The Cato Institute’s Alex Nowrasteh argues that “extreme options like travel and immigration bans” would be more expensive than can be justified based on what we currently know about COVID-9. “The cheapest and most effective way to combat the transmission of flu-type viruses is proper hand hygiene,” he notes, recommending increased use of hand sanitizers, especially at airports and nursing homes.

Nowaresteh also notes that mass quarantines can backfire. “It’s difficult to know who is sick and who is not, so quarantines end up locking many sick people in with many healthy people,” he writes. “Healthy people and those who think they are healthy understand accurately that they would reduce their chance of becoming ill if they emigrate. By doing that, some people transmit the disease. Under some scenarios, the stricter the quarantine, the more people invest in emigrating. Sometimes, this behavioral response results in wider transmission of the disease.”

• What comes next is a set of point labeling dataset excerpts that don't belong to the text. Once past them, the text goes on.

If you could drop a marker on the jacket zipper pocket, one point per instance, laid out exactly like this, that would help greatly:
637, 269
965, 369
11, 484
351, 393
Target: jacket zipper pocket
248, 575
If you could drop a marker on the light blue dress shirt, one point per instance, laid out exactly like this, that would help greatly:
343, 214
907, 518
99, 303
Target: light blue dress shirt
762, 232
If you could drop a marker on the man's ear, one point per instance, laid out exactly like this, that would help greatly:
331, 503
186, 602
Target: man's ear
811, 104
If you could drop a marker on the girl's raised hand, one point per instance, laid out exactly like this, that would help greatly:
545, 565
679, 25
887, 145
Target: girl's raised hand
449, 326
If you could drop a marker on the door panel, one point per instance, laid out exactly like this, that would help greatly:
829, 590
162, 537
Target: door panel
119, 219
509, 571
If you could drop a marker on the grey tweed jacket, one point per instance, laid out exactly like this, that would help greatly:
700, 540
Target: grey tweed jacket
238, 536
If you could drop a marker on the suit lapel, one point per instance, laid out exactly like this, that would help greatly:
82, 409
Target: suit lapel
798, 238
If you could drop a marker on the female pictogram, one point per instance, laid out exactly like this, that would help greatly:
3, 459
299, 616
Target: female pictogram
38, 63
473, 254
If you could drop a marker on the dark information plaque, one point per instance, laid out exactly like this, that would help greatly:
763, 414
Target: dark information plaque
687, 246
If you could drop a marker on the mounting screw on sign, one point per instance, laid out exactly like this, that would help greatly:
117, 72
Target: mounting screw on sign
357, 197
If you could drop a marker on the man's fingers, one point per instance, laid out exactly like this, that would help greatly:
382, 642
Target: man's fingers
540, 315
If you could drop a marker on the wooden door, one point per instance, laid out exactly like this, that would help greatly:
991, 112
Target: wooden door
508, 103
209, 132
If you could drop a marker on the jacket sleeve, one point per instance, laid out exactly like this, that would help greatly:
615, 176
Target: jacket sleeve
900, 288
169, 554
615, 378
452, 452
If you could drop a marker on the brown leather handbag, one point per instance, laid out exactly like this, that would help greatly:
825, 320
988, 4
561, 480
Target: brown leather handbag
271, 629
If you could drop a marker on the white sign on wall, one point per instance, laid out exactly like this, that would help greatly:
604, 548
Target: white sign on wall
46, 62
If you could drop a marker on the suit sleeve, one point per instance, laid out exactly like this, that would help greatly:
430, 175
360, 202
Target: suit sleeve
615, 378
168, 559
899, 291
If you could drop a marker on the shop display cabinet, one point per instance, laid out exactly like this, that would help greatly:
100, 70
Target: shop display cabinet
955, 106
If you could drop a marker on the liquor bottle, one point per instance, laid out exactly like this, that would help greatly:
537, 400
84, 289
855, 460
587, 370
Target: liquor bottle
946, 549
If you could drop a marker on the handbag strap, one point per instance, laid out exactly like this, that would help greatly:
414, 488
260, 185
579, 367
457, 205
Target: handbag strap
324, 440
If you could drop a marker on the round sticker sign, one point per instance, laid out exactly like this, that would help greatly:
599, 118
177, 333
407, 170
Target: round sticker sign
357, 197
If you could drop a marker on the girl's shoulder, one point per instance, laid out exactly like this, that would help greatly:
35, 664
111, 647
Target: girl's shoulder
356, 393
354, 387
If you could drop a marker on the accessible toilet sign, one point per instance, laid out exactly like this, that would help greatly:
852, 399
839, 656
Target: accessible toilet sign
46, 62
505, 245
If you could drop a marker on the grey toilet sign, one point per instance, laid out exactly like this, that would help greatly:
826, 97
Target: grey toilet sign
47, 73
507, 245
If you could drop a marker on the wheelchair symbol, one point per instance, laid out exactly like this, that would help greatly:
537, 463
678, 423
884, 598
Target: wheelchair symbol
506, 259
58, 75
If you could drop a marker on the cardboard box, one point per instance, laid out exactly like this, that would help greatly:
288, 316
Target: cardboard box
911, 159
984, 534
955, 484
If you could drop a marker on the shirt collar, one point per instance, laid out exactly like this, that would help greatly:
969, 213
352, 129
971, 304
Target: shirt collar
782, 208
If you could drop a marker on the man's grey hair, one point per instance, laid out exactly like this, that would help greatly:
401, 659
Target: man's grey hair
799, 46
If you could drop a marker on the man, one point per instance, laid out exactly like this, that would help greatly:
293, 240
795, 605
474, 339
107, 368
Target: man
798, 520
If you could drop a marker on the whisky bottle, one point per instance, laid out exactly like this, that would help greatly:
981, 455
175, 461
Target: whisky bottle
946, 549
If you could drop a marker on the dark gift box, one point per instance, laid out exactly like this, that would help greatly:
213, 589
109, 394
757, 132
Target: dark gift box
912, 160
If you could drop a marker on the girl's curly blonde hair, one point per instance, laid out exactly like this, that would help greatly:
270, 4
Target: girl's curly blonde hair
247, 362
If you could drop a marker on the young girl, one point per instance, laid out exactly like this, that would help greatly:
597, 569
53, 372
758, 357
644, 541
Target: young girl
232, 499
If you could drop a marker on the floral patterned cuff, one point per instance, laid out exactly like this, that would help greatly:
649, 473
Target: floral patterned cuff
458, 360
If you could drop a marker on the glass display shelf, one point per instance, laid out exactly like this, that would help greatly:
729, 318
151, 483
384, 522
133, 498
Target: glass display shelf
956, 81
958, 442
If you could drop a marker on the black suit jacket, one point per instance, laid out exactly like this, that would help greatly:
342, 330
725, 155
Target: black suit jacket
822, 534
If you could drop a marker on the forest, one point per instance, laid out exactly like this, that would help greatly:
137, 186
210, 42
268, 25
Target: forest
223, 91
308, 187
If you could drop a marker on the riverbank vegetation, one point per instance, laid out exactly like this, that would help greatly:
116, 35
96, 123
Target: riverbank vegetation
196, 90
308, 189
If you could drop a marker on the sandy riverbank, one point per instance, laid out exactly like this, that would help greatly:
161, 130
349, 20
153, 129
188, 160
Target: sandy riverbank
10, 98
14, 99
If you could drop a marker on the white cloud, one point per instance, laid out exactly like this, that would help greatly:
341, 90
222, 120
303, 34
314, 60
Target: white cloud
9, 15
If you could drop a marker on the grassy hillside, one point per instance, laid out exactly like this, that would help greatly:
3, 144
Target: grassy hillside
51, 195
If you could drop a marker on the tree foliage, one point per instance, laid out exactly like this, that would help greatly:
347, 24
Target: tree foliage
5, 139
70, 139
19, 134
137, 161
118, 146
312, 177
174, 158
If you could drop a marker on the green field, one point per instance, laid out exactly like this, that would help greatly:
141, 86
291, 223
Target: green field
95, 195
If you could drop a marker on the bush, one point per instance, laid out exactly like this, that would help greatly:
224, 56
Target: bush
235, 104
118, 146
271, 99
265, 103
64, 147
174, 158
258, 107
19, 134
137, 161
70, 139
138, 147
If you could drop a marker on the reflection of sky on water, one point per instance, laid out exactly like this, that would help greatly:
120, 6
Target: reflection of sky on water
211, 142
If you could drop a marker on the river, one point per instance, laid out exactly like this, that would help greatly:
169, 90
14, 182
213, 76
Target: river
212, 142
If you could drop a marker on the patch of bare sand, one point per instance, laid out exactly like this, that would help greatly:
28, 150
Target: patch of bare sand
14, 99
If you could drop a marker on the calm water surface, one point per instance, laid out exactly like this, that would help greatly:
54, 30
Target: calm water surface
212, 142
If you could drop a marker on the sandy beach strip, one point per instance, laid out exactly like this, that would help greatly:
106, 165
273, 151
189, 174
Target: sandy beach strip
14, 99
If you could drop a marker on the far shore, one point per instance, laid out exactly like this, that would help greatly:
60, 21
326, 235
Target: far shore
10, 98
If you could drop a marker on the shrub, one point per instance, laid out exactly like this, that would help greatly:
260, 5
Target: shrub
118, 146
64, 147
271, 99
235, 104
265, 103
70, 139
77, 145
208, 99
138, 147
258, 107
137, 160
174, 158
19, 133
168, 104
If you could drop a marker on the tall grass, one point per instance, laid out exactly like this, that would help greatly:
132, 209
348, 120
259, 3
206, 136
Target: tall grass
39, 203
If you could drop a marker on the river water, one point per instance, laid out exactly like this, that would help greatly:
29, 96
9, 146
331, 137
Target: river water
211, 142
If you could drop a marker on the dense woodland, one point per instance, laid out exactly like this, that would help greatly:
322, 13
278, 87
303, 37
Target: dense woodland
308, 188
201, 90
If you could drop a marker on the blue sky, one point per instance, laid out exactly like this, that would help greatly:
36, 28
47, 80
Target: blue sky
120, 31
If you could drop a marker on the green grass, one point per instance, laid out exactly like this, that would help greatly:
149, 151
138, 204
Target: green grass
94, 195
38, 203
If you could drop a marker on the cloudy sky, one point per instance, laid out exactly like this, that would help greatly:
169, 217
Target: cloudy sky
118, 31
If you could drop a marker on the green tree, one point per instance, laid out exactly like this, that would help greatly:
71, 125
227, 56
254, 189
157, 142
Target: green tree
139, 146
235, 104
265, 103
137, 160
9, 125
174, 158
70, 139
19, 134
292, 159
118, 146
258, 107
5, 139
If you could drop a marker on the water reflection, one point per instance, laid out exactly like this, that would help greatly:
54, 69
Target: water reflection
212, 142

In a society that values civil liberties, forcibly detaining people who may be carrying a disease that is readily transmissible but has a relatively low case fatality rate is not a step that should be taken lightly. And assuming it can be justified, the burdens it imposes should be mitigated as much as possible.

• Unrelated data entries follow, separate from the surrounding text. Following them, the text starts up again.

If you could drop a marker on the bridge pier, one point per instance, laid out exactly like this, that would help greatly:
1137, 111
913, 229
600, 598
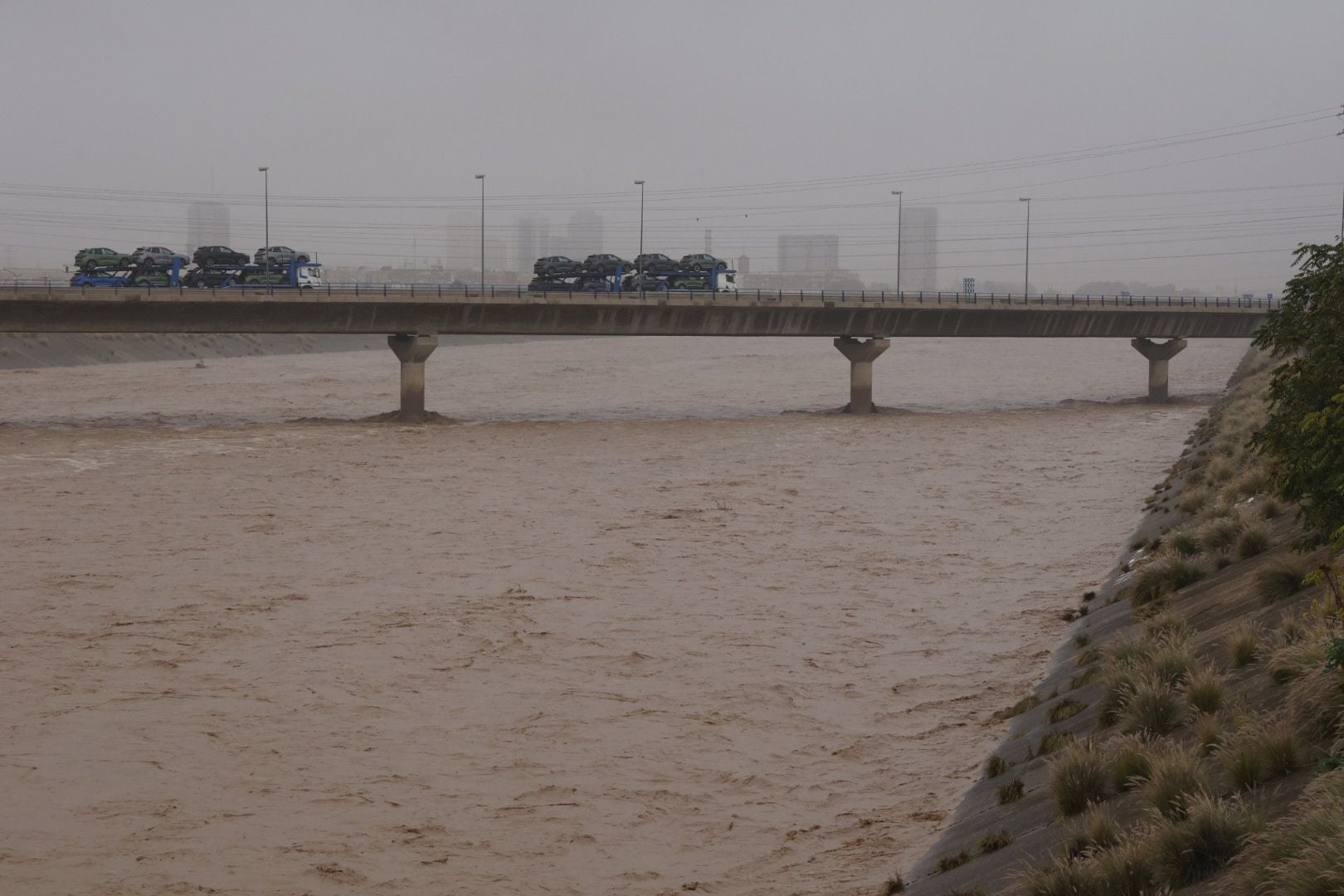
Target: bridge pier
860, 370
411, 353
1157, 355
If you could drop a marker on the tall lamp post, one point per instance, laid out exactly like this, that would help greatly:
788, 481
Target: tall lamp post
265, 186
1025, 275
481, 178
899, 197
639, 268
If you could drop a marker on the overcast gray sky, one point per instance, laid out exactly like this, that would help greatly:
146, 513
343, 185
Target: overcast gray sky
1209, 128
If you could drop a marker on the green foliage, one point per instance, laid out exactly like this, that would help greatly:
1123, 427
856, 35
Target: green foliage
1301, 855
1254, 539
1304, 434
1011, 791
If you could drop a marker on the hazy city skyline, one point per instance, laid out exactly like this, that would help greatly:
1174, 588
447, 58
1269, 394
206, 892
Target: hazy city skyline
1191, 144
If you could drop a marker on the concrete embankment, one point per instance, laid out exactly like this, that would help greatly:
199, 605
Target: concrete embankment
1213, 514
71, 349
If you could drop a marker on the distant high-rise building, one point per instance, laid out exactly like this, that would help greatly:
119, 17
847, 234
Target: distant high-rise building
810, 253
533, 241
583, 236
919, 249
207, 225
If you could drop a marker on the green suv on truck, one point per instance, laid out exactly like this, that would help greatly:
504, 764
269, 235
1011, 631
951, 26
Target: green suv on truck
101, 257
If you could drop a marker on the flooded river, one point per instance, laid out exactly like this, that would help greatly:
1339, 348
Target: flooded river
643, 616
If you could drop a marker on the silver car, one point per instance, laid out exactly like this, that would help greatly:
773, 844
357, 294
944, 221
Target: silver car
280, 256
156, 256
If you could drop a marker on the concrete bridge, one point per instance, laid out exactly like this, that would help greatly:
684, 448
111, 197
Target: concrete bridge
860, 323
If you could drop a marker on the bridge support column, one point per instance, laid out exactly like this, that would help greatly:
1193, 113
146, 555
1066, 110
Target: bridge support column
1157, 355
860, 370
411, 353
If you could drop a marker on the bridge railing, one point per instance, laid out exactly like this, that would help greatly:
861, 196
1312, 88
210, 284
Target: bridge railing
728, 297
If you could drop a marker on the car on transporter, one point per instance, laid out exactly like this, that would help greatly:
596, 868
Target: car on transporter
605, 264
281, 256
702, 261
101, 257
655, 264
156, 256
557, 266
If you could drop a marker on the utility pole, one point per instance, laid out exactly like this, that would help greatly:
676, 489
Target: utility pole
899, 197
481, 178
1025, 275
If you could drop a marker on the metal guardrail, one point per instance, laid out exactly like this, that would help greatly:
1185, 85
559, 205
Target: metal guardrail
496, 292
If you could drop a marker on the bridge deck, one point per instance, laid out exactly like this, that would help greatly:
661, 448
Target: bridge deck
499, 310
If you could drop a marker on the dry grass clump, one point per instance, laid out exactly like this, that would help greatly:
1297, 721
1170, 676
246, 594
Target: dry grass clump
996, 766
1296, 660
1186, 544
1097, 830
1025, 704
1194, 848
1280, 582
1194, 500
1254, 539
1176, 777
1205, 691
1152, 707
1064, 711
1270, 508
1163, 577
1168, 626
1303, 853
1054, 740
1244, 645
1210, 731
1261, 752
1011, 791
1131, 763
1220, 533
995, 841
1079, 778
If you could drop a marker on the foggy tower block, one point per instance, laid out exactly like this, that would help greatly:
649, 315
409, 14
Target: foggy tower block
533, 241
583, 236
919, 249
207, 225
810, 253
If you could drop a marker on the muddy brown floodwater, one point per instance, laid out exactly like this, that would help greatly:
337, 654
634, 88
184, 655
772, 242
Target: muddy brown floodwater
647, 617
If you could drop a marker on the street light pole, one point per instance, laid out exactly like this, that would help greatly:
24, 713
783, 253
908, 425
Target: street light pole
639, 269
1025, 275
899, 197
265, 183
481, 178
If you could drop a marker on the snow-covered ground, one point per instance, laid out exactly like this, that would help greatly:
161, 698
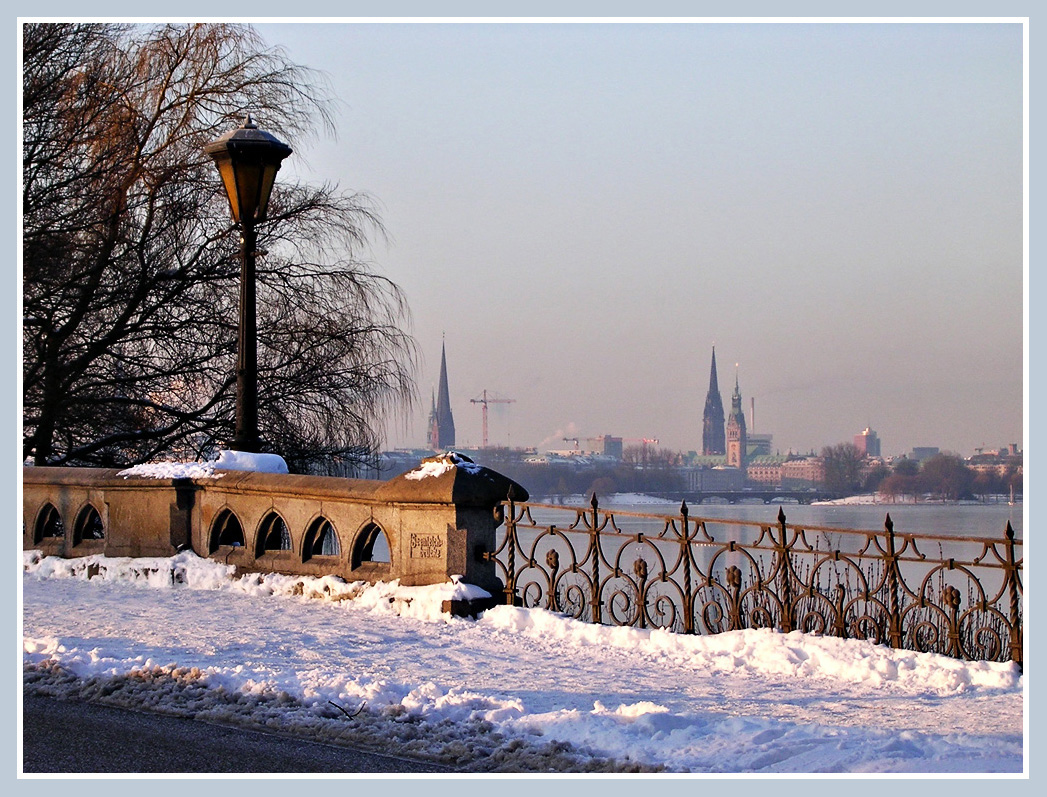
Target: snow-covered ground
516, 690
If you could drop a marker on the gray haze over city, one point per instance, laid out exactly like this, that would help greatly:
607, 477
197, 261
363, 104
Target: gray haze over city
581, 212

The New York Times recently highlighted the case of Frank Wucinski, a Pennsylvania native who was evacuated from Wuhan with his 3-year-old daughter in early February. They spent 14 days in quarantine, including two mandatory stays at a children’s hospital near San Diego. Afterward Wucinksi was billed about $4,000 for medical services he was forced to receive. People deprived of their freedom for the benefit of the general public through no fault of their own should be indemnified against such costs.